Ushiwakamaru (The Young Minamoto no Yoshitsune)
牛若丸
- Date:
- before 1924
- Medium:
- Hanging scroll; ink and colour on silk
Description
Ushiwakamaru, the Young Minamoto no Yoshitsune (牛若丸) is a large hanging scroll by Matsumoto Fūko depicting the most celebrated boyhood image in the Japanese historical-narrative tradition: the youthful Yoshitsune (1159–1189), known by his childhood name Ushiwakamaru, training in swordsmanship at Kurama-dera, the mountain temple north of Kyoto where the Genji exile was sent as a boy after his father's defeat in the Heiji Disturbance of 1159. The episode — the young Yoshitsune learning sword-skill at night in the cedar forests of Mount Kurama under the supervision of the tengu — was one of the most familiar Heian-Kamakura subjects in late-Edo and Meiji historical painting, treated in popular literature, kabuki, and the prints of Kuniyoshi and Yoshitoshi.
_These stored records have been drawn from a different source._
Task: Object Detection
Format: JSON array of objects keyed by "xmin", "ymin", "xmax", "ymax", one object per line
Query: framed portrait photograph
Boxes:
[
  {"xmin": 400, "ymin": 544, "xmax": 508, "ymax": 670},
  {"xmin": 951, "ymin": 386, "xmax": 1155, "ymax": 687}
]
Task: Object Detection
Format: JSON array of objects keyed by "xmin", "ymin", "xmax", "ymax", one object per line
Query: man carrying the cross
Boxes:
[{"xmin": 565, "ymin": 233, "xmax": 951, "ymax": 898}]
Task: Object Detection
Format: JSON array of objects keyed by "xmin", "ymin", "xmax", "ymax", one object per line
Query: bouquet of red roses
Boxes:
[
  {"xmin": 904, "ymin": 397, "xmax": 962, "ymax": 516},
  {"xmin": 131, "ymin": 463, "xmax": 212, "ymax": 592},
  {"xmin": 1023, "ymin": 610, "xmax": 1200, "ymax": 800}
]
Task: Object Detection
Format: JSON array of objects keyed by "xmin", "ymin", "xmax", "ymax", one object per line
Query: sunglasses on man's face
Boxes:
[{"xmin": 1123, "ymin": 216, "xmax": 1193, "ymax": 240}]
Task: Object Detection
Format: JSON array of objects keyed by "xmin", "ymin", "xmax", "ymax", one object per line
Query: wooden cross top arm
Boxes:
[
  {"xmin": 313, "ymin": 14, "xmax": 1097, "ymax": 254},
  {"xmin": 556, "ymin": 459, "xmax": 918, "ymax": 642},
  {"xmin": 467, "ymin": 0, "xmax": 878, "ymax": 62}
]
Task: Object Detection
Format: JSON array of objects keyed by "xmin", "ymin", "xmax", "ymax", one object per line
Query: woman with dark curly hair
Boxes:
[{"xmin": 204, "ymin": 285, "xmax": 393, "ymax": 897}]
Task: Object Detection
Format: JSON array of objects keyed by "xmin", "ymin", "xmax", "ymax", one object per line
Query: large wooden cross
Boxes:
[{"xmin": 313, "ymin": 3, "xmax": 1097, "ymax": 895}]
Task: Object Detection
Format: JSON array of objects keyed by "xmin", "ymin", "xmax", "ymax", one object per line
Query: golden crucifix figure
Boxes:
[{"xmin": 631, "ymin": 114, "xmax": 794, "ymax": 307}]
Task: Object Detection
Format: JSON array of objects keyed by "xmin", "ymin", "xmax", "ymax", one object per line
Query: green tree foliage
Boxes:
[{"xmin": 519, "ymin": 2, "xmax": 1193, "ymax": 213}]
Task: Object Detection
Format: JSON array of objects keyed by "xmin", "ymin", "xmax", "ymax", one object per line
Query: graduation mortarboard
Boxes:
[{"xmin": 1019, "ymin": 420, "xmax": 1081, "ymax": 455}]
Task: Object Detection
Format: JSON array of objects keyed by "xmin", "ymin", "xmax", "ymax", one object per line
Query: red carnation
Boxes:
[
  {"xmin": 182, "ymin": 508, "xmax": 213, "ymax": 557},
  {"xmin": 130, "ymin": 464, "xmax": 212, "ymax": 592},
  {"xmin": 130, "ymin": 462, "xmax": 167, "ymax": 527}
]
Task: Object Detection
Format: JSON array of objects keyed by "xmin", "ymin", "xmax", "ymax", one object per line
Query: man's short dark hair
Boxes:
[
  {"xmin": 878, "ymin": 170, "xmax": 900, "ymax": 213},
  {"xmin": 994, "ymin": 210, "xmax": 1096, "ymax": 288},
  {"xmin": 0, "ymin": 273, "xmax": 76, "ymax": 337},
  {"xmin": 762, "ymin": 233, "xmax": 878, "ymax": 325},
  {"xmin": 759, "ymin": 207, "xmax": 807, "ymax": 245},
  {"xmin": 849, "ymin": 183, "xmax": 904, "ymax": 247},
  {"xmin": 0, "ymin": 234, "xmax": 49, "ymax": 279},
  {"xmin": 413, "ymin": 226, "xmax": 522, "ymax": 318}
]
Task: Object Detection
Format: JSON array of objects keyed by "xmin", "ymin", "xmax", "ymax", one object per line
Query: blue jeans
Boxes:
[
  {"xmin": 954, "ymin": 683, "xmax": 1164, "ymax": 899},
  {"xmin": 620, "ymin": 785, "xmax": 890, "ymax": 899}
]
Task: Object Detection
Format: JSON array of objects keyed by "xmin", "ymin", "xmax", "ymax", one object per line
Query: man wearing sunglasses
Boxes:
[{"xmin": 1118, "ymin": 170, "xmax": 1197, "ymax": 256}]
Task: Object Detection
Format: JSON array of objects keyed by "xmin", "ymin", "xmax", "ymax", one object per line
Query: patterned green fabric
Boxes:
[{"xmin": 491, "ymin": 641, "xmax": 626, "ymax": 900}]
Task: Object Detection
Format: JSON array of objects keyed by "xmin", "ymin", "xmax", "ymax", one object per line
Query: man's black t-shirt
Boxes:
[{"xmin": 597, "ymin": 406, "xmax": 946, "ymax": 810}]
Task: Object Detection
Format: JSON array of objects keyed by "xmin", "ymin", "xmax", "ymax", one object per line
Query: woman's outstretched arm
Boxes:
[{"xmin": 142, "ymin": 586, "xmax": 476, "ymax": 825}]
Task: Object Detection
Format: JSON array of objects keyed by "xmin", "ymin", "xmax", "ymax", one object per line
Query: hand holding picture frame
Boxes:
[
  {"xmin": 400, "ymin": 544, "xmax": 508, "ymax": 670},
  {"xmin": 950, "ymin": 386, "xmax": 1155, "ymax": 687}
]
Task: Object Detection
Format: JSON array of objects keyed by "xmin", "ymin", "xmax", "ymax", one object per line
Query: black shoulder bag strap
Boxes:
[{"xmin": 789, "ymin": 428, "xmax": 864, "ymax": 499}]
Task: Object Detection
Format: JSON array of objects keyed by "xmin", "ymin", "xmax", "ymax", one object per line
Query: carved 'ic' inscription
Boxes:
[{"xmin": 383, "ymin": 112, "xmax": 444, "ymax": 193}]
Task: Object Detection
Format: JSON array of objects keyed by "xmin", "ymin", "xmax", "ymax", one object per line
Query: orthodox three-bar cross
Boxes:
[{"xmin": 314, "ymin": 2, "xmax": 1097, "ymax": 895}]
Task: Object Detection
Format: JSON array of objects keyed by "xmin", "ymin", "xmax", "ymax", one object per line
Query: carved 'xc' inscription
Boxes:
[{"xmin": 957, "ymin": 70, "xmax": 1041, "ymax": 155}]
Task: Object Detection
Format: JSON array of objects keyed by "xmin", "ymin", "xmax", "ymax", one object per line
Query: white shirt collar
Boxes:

Fūko's vertical composition presents the boy in flowing white robes against a darker background of mountain pine and rock, his hair tied at the nape in the youthful Heian manner, his sword raised in the practice gesture that the rekishiga tradition codified as the standard Ushiwakamaru pose. The painting carries forward Kikuchi Yōsai's iconography of the figure from the Zenken kojitsu album, inflected through Fūko's mature handling of robe drapery and atmospheric ground, and is a representative example of his treatment of the Genpei-period heroes who were a central subject of late-Meiji and Taishō historical painting.